Artem Liashenko, científico ucraniano, habla del robo de la primavera y la infancia de los niños en su país: «Por el momento tenemos dos opciones disponibles: el miedo y el odio. Viniste mal. Por la noche. Robaste la vejez a nuestros padres y la infancia a nuestros hijos. Nos robaste la primavera. Ella vino, pero no la notamos. Pero tendremos muchos manantiales más y ya te habrás ahogado en la oscuridad. Te odiaremos. Por nuestros padres canosos, que deberían haber entretenido su tiempo con una caña de pescar, pero pasan a la defensa. Por niños que vierten cócteles molotov y nacen bajo bombas. Por cada uno que murió. Por cada ciudad. Por cada árbol arrancado. Por la casa de maternidad destruida. Pero arreglaremos todo. Nuestras mujeres darán a luz guerreros. Sembraremos pan sobre tus huesos. Es en nuestra tierra donde sepultaremos tu grandeza imperial. Y es con tierra negra ucraniana que rociaremos tu Z oxidada. Los más religiosos entre nosotros se han olvidado de la humildad y están listos para roeros la garganta. Nuestro 'que estás en los cielos' es enviarte más allá. Nuestro 'amén', que mueras. Dijiste que no somos una nación, que no existimos. Pero ahora todos los ucranianos en cualquier parte del mundo han escuchado la llamada de la sangre»

¿Cuántos relatos como estos provoca una guerra?

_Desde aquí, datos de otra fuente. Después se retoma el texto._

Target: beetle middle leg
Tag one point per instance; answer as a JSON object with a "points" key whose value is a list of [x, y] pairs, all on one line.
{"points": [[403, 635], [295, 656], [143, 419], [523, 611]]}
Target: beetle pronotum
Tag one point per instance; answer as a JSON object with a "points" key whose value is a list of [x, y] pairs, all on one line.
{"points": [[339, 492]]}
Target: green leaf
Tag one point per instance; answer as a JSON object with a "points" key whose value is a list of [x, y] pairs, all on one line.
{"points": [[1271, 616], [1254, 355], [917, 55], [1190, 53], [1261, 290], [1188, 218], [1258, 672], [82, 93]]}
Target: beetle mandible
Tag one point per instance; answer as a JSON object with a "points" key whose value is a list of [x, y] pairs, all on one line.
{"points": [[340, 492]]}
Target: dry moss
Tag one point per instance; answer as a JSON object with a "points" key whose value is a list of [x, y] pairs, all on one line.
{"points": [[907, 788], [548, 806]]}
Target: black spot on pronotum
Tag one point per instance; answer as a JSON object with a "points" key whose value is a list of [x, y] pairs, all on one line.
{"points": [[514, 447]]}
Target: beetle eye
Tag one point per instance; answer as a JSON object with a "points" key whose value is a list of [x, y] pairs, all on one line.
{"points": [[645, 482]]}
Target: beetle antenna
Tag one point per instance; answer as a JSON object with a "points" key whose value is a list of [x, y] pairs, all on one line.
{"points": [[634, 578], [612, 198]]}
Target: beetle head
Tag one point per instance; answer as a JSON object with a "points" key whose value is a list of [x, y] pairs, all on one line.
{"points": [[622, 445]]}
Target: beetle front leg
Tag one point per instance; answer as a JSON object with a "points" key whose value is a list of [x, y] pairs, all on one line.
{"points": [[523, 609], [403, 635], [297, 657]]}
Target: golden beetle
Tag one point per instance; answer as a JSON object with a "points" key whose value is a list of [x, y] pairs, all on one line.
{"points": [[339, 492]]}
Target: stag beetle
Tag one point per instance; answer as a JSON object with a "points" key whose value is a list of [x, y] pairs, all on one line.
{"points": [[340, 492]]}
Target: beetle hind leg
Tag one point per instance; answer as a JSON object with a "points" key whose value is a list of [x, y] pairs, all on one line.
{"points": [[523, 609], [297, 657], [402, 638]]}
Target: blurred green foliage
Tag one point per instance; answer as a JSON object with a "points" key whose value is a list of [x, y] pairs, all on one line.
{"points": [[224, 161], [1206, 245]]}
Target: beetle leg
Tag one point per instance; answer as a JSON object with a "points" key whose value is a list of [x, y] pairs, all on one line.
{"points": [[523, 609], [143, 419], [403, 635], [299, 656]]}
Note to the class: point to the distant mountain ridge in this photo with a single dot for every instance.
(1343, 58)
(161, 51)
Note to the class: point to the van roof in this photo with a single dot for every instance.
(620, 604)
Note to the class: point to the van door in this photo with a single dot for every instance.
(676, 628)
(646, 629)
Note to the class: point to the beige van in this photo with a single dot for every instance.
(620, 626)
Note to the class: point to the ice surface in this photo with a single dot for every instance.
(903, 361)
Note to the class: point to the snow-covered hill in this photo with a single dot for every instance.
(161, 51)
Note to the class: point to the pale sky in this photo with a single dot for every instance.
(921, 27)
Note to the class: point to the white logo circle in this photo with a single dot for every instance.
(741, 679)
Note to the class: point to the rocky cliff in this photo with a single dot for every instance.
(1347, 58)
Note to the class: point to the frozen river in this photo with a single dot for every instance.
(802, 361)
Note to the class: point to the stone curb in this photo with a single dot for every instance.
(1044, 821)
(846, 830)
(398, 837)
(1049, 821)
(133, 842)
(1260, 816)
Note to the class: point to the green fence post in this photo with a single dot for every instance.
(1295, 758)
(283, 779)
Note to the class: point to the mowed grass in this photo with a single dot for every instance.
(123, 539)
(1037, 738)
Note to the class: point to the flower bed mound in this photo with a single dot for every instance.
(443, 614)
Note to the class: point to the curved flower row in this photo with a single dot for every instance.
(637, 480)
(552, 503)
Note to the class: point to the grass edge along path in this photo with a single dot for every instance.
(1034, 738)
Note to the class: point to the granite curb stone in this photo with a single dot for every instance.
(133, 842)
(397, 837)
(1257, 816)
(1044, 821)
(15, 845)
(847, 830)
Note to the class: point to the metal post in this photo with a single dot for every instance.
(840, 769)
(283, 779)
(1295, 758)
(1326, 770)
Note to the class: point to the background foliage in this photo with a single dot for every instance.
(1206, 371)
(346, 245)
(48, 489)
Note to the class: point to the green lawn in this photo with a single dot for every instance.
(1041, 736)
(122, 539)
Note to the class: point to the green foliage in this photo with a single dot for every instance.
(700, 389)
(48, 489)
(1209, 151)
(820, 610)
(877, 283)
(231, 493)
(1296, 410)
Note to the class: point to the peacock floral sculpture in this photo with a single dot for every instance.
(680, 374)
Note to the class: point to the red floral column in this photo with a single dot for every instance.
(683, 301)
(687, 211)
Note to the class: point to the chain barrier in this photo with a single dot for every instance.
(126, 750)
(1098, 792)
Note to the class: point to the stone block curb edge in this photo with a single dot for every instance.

Miles, millones de historias aterradoras. ¿Por qué? ¿Quién se puede atribuir el derecho a causar tanto daño? ¿En nombre de qué dioses, de qué patrias, de qué valores, de qué intereses se puede causar tanta desgracia?

¿Qué mundo estamos construyendo? ¿Qué mundo le presentamos a nuestros hijos, a nuestras hijas? ¿Cómo podemos persuadirles de que la palabra y la negociación son el mejor camino para alcanzar la paz si los poderosos resuelven los conflictos a bombazos? ¿Cómo podemos explicarles que todos los seres humanos, por el simple hecho de serlo, son depositarios del mayor respeto y dignidad si quienes han llegado más alto matan a inocentes por mero capricho?

¿Qué tipo de escuelas tenemos? ¿Cómo es posible que salgan de ellas personas capaces de declarar una guerra, de combatir en ella sin piedad y de contemplarla sin la menor mueca? ¿Qué hemos aprendido en las escuelas, solo geografía, matemáticas y química? ¿Y qué sobre solidaridad, compasión, justicia, dignidad y libertad?

Mientras celebramos la Navidad (¿qué es en realidad lo que celebramos mientras se sigue bombardeando a inocentes?) pensemos en el infierno que la guerra ha convertido a Ucrania. Pensemos en las causas de esta tragedia que destruye no solo a un pueblo sino al mundo entero. Pensemos en los valores que rigen los comportamientos humanos. Y luchemos por un mundo diferente en el que la guerra sea solo una palabra convertida en una odiosa y triste antigualla. A pesar de todos los pesares, feliz Navidad.